During the last six years the number of Hispanic registered voters in Georgia has risen by more than 1,300 percent and Hispanics now comprise 3 percent of the state’s voters, a recent study found.
“Where we started with about 10,000 Latino registered voters back in January 2003, now we have 146,000 approximately,” said Jerry Gonzalez, executive director of the Georgia Association of Latino Elected Officials and author of a report on Hispanic voter participation.
“I think voter turnout is a true indicator that there has been great success in encouraging the Latino community to vote,” he said. “In the majority of the jurisdictions across the state, Latino voter participation outpaced national rates in the general election.”
In Whitfield County, the number of registered Hispanic voters rose 331 percent between 2003 and 2009, the study showed. Whitfield now ranks sixth among Georgia’s 159 counties in the number of Hispanic registered voters in Georgia, with 3,015. The highest concentration of self-identified Hispanic registered voters is in Gwinnett County, with 15,593, according to the report.
But the growth of the Hispanic electorate will be gradual, said Dr. David Boyle, dean of the School of Social work at Dalton State College. He is a co-author of “Voices of the Nueva Frontera,” a book about Hispanic immigration to the Dalton area.
“Many of the community-based groups are working very hard with citizenship education, to encourage people to follow through and get their citizenship so they can vote, but it’s very slow,” he said. “There’s not going to be any huge leap or change, I don’t think any type of balance in terms of the electoral mix.”
America Gruner, founder of the Coalition of Latino Leaders in Dalton, said the study’s findings are a result of a long process.
“In 2006 CLILA found that, despite the hostile rhetoric (anti-immigration sentiment in some campaigns), many Latinos in the area were apathetic or felt discouraged because in their countries of origin the political decisions are not made democratically or corruption reigns,” she said.
The coalition started a voter education campaign alongside its registration efforts, she said.
Whitfield County Registrar Kay Staten said she has noticed more Hispanics registering to vote, but nothing too dramatic.
“We have a pretty large Hispanic community in Dalton, and the children who are growing up are getting closer to voting age, so it will probably rise some as they get older,” she said.
About 40 percent of the population in Dalton is Hispanic, according to Census 2000 figures.

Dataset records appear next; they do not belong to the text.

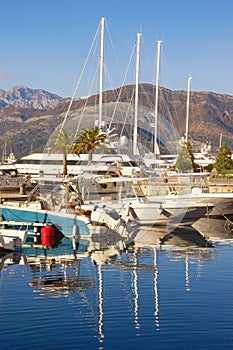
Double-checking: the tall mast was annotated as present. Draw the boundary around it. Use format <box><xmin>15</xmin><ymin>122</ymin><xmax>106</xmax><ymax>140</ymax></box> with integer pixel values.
<box><xmin>185</xmin><ymin>77</ymin><xmax>192</xmax><ymax>142</ymax></box>
<box><xmin>154</xmin><ymin>40</ymin><xmax>162</xmax><ymax>155</ymax></box>
<box><xmin>133</xmin><ymin>33</ymin><xmax>142</xmax><ymax>154</ymax></box>
<box><xmin>99</xmin><ymin>17</ymin><xmax>105</xmax><ymax>128</ymax></box>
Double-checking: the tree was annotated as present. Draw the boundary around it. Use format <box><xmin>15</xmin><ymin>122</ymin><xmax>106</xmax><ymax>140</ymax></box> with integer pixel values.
<box><xmin>70</xmin><ymin>127</ymin><xmax>109</xmax><ymax>165</ymax></box>
<box><xmin>49</xmin><ymin>129</ymin><xmax>73</xmax><ymax>175</ymax></box>
<box><xmin>175</xmin><ymin>142</ymin><xmax>194</xmax><ymax>172</ymax></box>
<box><xmin>215</xmin><ymin>142</ymin><xmax>232</xmax><ymax>172</ymax></box>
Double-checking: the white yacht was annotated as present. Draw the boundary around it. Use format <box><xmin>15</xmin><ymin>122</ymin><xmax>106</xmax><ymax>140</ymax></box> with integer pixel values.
<box><xmin>15</xmin><ymin>153</ymin><xmax>144</xmax><ymax>177</ymax></box>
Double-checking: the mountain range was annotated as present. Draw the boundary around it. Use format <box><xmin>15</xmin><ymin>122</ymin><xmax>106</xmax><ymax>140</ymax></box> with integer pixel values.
<box><xmin>0</xmin><ymin>84</ymin><xmax>233</xmax><ymax>158</ymax></box>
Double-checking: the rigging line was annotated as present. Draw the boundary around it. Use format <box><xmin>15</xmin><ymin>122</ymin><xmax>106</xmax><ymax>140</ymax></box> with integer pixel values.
<box><xmin>109</xmin><ymin>44</ymin><xmax>136</xmax><ymax>127</ymax></box>
<box><xmin>106</xmin><ymin>23</ymin><xmax>123</xmax><ymax>82</ymax></box>
<box><xmin>60</xmin><ymin>20</ymin><xmax>100</xmax><ymax>132</ymax></box>
<box><xmin>120</xmin><ymin>89</ymin><xmax>134</xmax><ymax>136</ymax></box>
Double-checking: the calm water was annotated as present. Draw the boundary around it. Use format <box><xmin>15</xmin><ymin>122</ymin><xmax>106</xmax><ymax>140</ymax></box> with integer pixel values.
<box><xmin>0</xmin><ymin>223</ymin><xmax>233</xmax><ymax>350</ymax></box>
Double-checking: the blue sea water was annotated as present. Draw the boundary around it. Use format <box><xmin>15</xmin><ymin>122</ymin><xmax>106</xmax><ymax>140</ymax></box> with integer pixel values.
<box><xmin>0</xmin><ymin>229</ymin><xmax>233</xmax><ymax>350</ymax></box>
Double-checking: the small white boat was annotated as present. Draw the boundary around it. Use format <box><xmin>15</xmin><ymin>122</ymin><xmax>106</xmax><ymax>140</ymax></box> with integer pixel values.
<box><xmin>0</xmin><ymin>228</ymin><xmax>28</xmax><ymax>250</ymax></box>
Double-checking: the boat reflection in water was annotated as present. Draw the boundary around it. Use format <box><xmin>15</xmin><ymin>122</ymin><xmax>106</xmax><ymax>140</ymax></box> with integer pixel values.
<box><xmin>0</xmin><ymin>223</ymin><xmax>218</xmax><ymax>342</ymax></box>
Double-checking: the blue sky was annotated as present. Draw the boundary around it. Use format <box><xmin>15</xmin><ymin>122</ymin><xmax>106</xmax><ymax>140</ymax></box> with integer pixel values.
<box><xmin>0</xmin><ymin>0</ymin><xmax>233</xmax><ymax>97</ymax></box>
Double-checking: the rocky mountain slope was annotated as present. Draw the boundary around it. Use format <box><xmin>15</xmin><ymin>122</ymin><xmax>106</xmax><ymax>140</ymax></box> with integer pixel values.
<box><xmin>0</xmin><ymin>84</ymin><xmax>233</xmax><ymax>157</ymax></box>
<box><xmin>0</xmin><ymin>86</ymin><xmax>64</xmax><ymax>109</ymax></box>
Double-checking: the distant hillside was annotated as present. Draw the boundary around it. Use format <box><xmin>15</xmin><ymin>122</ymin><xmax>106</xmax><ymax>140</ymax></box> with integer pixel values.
<box><xmin>0</xmin><ymin>84</ymin><xmax>233</xmax><ymax>157</ymax></box>
<box><xmin>0</xmin><ymin>86</ymin><xmax>65</xmax><ymax>109</ymax></box>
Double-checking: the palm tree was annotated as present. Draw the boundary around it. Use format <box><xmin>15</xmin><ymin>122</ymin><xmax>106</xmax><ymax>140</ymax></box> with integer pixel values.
<box><xmin>70</xmin><ymin>127</ymin><xmax>109</xmax><ymax>165</ymax></box>
<box><xmin>49</xmin><ymin>129</ymin><xmax>73</xmax><ymax>175</ymax></box>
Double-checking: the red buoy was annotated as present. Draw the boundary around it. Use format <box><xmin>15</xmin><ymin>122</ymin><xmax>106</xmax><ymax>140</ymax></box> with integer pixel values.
<box><xmin>41</xmin><ymin>225</ymin><xmax>55</xmax><ymax>246</ymax></box>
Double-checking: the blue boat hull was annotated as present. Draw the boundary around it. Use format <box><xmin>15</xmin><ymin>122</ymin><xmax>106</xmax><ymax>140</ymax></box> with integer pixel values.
<box><xmin>0</xmin><ymin>205</ymin><xmax>91</xmax><ymax>237</ymax></box>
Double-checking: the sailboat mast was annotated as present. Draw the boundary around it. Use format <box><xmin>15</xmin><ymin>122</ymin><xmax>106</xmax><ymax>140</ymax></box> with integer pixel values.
<box><xmin>154</xmin><ymin>40</ymin><xmax>162</xmax><ymax>155</ymax></box>
<box><xmin>185</xmin><ymin>77</ymin><xmax>192</xmax><ymax>142</ymax></box>
<box><xmin>133</xmin><ymin>33</ymin><xmax>142</xmax><ymax>154</ymax></box>
<box><xmin>99</xmin><ymin>17</ymin><xmax>105</xmax><ymax>128</ymax></box>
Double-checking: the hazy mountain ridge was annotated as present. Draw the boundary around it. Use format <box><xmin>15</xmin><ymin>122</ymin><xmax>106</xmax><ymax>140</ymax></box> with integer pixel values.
<box><xmin>0</xmin><ymin>86</ymin><xmax>65</xmax><ymax>110</ymax></box>
<box><xmin>0</xmin><ymin>84</ymin><xmax>233</xmax><ymax>157</ymax></box>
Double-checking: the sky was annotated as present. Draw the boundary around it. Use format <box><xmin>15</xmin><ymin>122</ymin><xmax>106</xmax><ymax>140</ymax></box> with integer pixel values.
<box><xmin>0</xmin><ymin>0</ymin><xmax>233</xmax><ymax>97</ymax></box>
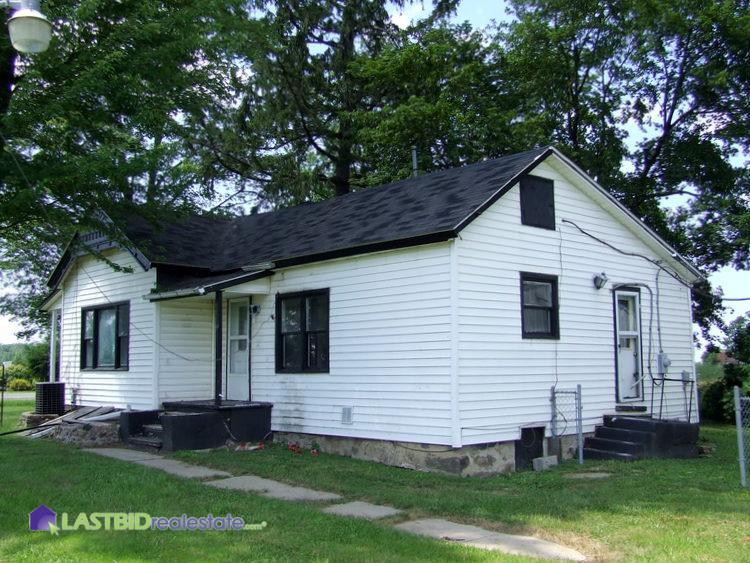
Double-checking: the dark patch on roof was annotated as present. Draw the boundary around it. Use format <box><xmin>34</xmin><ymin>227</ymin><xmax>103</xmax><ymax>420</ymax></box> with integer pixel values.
<box><xmin>124</xmin><ymin>148</ymin><xmax>550</xmax><ymax>272</ymax></box>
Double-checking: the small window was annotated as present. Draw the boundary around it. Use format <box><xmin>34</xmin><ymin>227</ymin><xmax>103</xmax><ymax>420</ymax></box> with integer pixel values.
<box><xmin>521</xmin><ymin>273</ymin><xmax>560</xmax><ymax>338</ymax></box>
<box><xmin>81</xmin><ymin>303</ymin><xmax>130</xmax><ymax>369</ymax></box>
<box><xmin>521</xmin><ymin>176</ymin><xmax>555</xmax><ymax>231</ymax></box>
<box><xmin>276</xmin><ymin>289</ymin><xmax>329</xmax><ymax>373</ymax></box>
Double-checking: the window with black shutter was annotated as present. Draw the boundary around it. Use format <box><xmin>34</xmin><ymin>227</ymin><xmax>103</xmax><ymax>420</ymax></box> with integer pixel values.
<box><xmin>521</xmin><ymin>272</ymin><xmax>560</xmax><ymax>339</ymax></box>
<box><xmin>81</xmin><ymin>303</ymin><xmax>130</xmax><ymax>370</ymax></box>
<box><xmin>276</xmin><ymin>289</ymin><xmax>329</xmax><ymax>373</ymax></box>
<box><xmin>521</xmin><ymin>176</ymin><xmax>555</xmax><ymax>230</ymax></box>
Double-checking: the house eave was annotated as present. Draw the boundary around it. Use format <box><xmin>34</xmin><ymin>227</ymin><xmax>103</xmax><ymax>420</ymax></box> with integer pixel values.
<box><xmin>143</xmin><ymin>270</ymin><xmax>273</xmax><ymax>302</ymax></box>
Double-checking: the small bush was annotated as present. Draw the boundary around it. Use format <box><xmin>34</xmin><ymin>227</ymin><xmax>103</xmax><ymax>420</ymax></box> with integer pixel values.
<box><xmin>8</xmin><ymin>377</ymin><xmax>34</xmax><ymax>391</ymax></box>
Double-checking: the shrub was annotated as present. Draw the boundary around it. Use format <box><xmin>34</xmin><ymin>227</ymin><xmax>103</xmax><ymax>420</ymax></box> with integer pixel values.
<box><xmin>8</xmin><ymin>377</ymin><xmax>34</xmax><ymax>391</ymax></box>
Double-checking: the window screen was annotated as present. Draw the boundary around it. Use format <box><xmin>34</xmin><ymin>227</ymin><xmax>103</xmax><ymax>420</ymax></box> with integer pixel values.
<box><xmin>276</xmin><ymin>289</ymin><xmax>329</xmax><ymax>372</ymax></box>
<box><xmin>521</xmin><ymin>273</ymin><xmax>559</xmax><ymax>338</ymax></box>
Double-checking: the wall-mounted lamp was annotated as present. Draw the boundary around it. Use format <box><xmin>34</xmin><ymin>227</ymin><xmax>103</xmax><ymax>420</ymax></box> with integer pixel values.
<box><xmin>0</xmin><ymin>0</ymin><xmax>52</xmax><ymax>53</ymax></box>
<box><xmin>594</xmin><ymin>272</ymin><xmax>609</xmax><ymax>289</ymax></box>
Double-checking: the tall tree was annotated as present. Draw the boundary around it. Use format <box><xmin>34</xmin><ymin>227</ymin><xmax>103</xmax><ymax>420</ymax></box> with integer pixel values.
<box><xmin>196</xmin><ymin>0</ymin><xmax>455</xmax><ymax>205</ymax></box>
<box><xmin>0</xmin><ymin>0</ymin><xmax>241</xmax><ymax>338</ymax></box>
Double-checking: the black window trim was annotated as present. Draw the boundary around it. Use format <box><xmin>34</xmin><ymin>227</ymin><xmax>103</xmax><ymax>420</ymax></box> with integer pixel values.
<box><xmin>80</xmin><ymin>300</ymin><xmax>130</xmax><ymax>371</ymax></box>
<box><xmin>519</xmin><ymin>174</ymin><xmax>557</xmax><ymax>231</ymax></box>
<box><xmin>275</xmin><ymin>288</ymin><xmax>331</xmax><ymax>373</ymax></box>
<box><xmin>520</xmin><ymin>272</ymin><xmax>560</xmax><ymax>340</ymax></box>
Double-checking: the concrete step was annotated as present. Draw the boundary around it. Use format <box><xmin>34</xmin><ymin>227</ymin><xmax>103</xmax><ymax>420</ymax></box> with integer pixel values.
<box><xmin>615</xmin><ymin>405</ymin><xmax>649</xmax><ymax>416</ymax></box>
<box><xmin>583</xmin><ymin>448</ymin><xmax>638</xmax><ymax>461</ymax></box>
<box><xmin>584</xmin><ymin>438</ymin><xmax>646</xmax><ymax>459</ymax></box>
<box><xmin>594</xmin><ymin>426</ymin><xmax>654</xmax><ymax>444</ymax></box>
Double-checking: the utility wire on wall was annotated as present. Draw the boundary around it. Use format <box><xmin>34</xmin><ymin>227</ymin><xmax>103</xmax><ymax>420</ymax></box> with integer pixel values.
<box><xmin>562</xmin><ymin>219</ymin><xmax>750</xmax><ymax>301</ymax></box>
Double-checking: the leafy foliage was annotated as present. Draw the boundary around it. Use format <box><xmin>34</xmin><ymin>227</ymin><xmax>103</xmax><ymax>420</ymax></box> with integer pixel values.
<box><xmin>0</xmin><ymin>0</ymin><xmax>750</xmax><ymax>335</ymax></box>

Mr. Gonzalez said that despite their overall small numbers, Hispanic voters can make a difference in close elections. He said it’s important for candidates to start courting that vote.
“I think that particularly for the governor’s race in Georgia, it looks like it’s going to be a competitive race, both in the primary as well in the general election,” he said.
“It would make prudent sense for candidates to look at the Latino electorate as a viable force to be considered and courted, not as a campaign tactic to be used to bash immigrants,” he said.
BY THE NUMBERS
Self-identified Hispanic registered voters in Whitfield County:
* 699 — January, 2003
* 1,317 — December, 2004
* 1,907 — November, 2007
* 2,603 — October, 2008
* 3,015 — June, 2009
*331 percent — growth rate from January, 2003 to June, 2009
Source: Georgia Association of Latino Elected Officials
In a ceremony during the Fourth of July celebration in Dalton, Ga., 31 new citizens were recognized by Mayor David Pennington, Whitfield County Commission Chairman Mike Babb and other community leaders.